Fútbol
Ha muerto un hombre honrado al que la vida maltrató. Su sinceridad le hizo ganarse a prensa y aficionados. No se arrugó ni ante Mourinho
Ha muerto un hombre honrado al que la vida maltrató. Su sinceridad le hizo ganarse a prensa y aficionados. No se arrugó ni ante Mourinho
Día 07/06/2012 - 21.51h
Manolo Preciado vivió
una relación pugilística con la vida. Si tú me pegas, yo te golpearé
más fuerte, parecía ser su lema frente a la desgracia. En ese
intercambio de golpes al que al final ha sucumbido, Preciado dejó
algunas máximas que lo convirtieron en un personaje admirado por su
integridad y bonhomía. Era un tipo humilde y campechano, pero no se
dejaba amilanar. Si tenía que sacar las garras lo hacía sin complejos,
animado por el ímpetu de quien sabe que lo ampara la justicia. Sus
frases circulan hoy en el flujo de una comunidad tuitera trastornada y
algunas encierran enseñanzas mucho más allá del fútbol.
-«La
vida me ha golpeado fuerte.
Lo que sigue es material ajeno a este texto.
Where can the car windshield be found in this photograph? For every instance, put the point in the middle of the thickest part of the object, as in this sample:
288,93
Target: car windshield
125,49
Podía haberme hecho vulnerable y acabar
pegándome un tiro o podía mirar al cielo y crecer. Elegí la segunda
opción»: La fatalidad había situado al entrenador en la diana
hacía tiempo. Hace diez años años, la que era su esposa, Puri, murió
víctima de un cáncer. Preciado acusó el golpe. Pero se rehizo y cuentan
que dedicaba las victorias de sus equipos al recuerdo de su mujer. Otra
embestida brutal llegaría en el verano de 2004, cuando su hijo de
catorce años perdía la vida en un accidente de motocicleta. Tenía el
alma hecha jirones, pero el bueno de Preciado volvió a levantarse. Es lo
que tiene la honradez. Lo hace a uno indestructible. Nadie pudo
explicar mejor que él, cómo resistió a aquellos mazazos. Tan claro como
sencillo: eligió seguir creciendo.
-«Mañana sale el sol»:
Era una de sus frases favoritas. Tan asaeteado por la vida, cuando se
le acercaban hinchas y periodistas a preguntarle por los apuros de su
Sporting, él respondía socarrón con esa frase. Si el sol siempre sale,
hombre. La máxima, otra que añadir a los «Preciado facts», se
convertiría en el título de la biografía que le dedicaron los
periodistas Carlos Llamas y Javier Barrio.
-«Mou es un canalla»:
El luso dio con la horma de su zapato. No se imaginaba la que le iba a
liar aquel entrenador de equipos humildes en las antípodas del glamour
cuando cuestionó su profesionalidad. Preciado no era de los que se
arrugaban ni se dejaban impresionar por la opulencia de otros. Cuando
Mourinho insinúo que contra el Barça se había dejado ganar alineando a
los suplentes, el de El Astillero lo dijo claro: «Si ha dicho eso, es un
canalla». Luego hicieron las paces y el mensaje de condolencia de Mourinho ha sido de los más emotivos. Los dos tuvieron orgullo. Lo que nunca tuvo Preciado fue miedo.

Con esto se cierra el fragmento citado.